Her return is just one of the reasons that makes the DeSales dance department so unique. She’s teaching a master class on Ukrainian character dance, which she describes as a stylized way of teaching folk dance. The class is part of a weekly series that gives students a taste of diverse dance forms—everything from contemporary ballet to African fusion and even miming.
“We host 30 master classes throughout the academic year. We really try to make the series a way to augment our traditional techniques.”
Students also attended a Ukrainian folk master class earlier in the academic year. But that was months before the Russian invasion, months before city streets became battlegrounds and countless Ukrainians were driven from their homes or killed.
Izak’s parents fled to the U.S. as refugees during World War II. Still, both held tight to their culture and roots and were determined to pass them down. As a young girl, Izak’s mother enrolled her in Ukrainian dance classes. When Izak was 16, she was accepted into an apprenticeship program at Philadelphia’s Voloshky Ukrainian Dance Ensemble.
“It’s a very different style,” Izak says. “Sometimes when you do modern or ballet, the audience watches as you go through an emotional journey. But with Ukrainian dance, you’re constantly welcoming and bringing the audience up onto the stage with you. You’re sharing this pride in your culture. It’s your ancestry, your DNA. It vibrates in you and with the music.”
By 1988, Izak attended a Ukrainian dance workshop directed by Roma Pryna Bohachevsky, a world-renowned ballerina from Ukraine. Izak became a counselor then a teacher at Bohachevsky’s summer camps in New York and joined her company— Syzokryli Ukrainian Dance Ensemble of New York City. At the summer camps, she would write ballets combining the folk elements and customs of Ukrainian culture.
Over time, Izak’s position at the camps grew. She became a choreographer and an assistant to Bohachevsky, and eventually an artistic director—a title she held for many years before retiring. But her home base has always been the Jane Lopoten School of Dance in Lansdale, where she still teaches and designs the ballet curriculum and jazz syllabus. When the war in Ukraine broke out, she felt compelled to do more.
“Many of us here in the diaspora feel helpless, yet we feel so tied to Ukraine. I’m Ukrainian American; I’ve always felt that. I have second and third cousins there. Ukrainians are fighting so hard for their identity and to own it.”
Not wanting to feel helpless any longer, Izak began teaching outreach programs to raise money, and word quickly spread on social media. She hosted a Ukrainian dance week at her Lansdale studio, and she raised nearly $2,000 with her first program at Time to Leap Dance Center in West Chester. She even offered her Dance for Ukraine, Dance for Peace logo to studios around the world free of charge so they too can raise money and awareness.
Izak focuses on the central and western regions of Ukraine when she teaches her outreach programs. She also includes a show and tell table of Ukrainian folk art, featuring embroideries, ceramics, woodwork, and more—a cultural display that makes the experience even more meaningful for students.
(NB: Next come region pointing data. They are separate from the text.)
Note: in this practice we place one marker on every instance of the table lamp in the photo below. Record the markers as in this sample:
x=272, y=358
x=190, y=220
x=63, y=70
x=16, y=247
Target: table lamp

“I was really appreciative of the entire class,” says Elena Andriopoulos ’23, a dance major. “We were able to step outside of a normal ballet or normal modern class. The connection of what’s going on in the world and being able to bring that in and really appreciate Ukraine in the studio was exciting. There aren’t a lot of other colleges that get to bring in people like Kristine.”
Izak is grateful to celebrate the culture of her ancestors and to share it with others. She’s also grateful to follow in the footsteps of her mother, grandmother, and great aunt—all of whom participated in cultural outreach in the 1960s and 1970s through the Ukrainian Women’s League of America.
“I feel them with me when I teach,” she says. “They would go to schools and community centers and educate people on the rich cultural heritage of Ukraine. It’s not just dance; there’s so much more. The more people learn about each other, the kinder they will be.”